名前

look - 指定文字列で始まる行を表示する

書式

look [options] string [file]

説明

look ユーティリティーは、 string という文字列をプリフィックスとして含む file の行を表示する。 look は二分探索を行うため、 file 内の行は、 ソートを行っておく必要がある (その際には look を呼び出す際と同じ -d または -fsort(1) に与えておく必要がある)。

file が指定されなかった場合は、 /usr/share/dict/words ファイルが用いられる。 ただしそのときには、 アルファベット文字のみが比較され、 さらに大文字小文字は無視される。

オプション

-a, --alternative

別の辞書ファイルを用いる。

-d, --alphanum

普通の辞書における文字セットと並び順を用いる。 つまり、 アルファベット文字と空白だけが、 文字比較の対象となる。 ファイルが指定されなかった場合のデフォルトは、 オンである。

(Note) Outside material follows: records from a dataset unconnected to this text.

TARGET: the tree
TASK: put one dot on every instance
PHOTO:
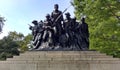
(103, 18)
(13, 44)
(1, 23)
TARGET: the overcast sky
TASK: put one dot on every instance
(20, 13)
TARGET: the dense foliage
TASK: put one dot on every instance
(13, 44)
(103, 18)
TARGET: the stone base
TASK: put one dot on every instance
(61, 60)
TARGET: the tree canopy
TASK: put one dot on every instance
(103, 18)
(13, 44)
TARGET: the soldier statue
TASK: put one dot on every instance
(57, 19)
(84, 34)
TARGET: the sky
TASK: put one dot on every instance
(20, 13)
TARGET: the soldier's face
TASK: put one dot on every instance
(56, 7)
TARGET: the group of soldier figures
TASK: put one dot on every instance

なお、 辞書における文字セットに空白が加えられたのは、 バージョン 2.28 からであり、 sort -d コマンドとの互換性のためである。

-f, --ignore-case

アルファベットの大文字小文字を無視する。 ファイルが指定されなかった場合のデフォルトは、 オンである。

-t, --terminate character

文字列の終端文字を指定する。 つまり、文字列の比較にあたっては、 string 内の最初に character が現れたところまでを、 その文字も含めて比較対象とする。

-h, --help

ヘルプを表示して終了する。

-V, --version

バージョンを表示して終了する。

look ユーティリティーは、 1 つまたは複数の行が見つかり表示されれば、 0 を返す。 行が見つからなければ 1 を返す。 エラー発生時は 1 以上を返す。

環境変数

WORDLIST

辞書ファイルへのパス。 FILES セグメントに定義される辞書パスよりも、 環境変数の方が優先される。

ファイル

/usr/share/dict/words

辞書。

/usr/share/dict/web2

別の辞書。

履歴

look コマンドが登場したのは、AT&T UNIX バージョン 7 である。

sort -d /etc/passwd -o /tmp/look.dict
look -t: root:foobar /tmp/look.dict

関連項目

grep(1), sort(1)

バグ報告

バグ報告は、 以下にある issue トラッカーを利用すること。 <https://github.com/util-linux/util-linux/issues>.

入手方法

look コマンドは util-linux パッケージの一部であり、 以下からダウンロードできる。 Linux Kernel Archive <https://www.kernel.org/pub/linux/utils/util-linux/>.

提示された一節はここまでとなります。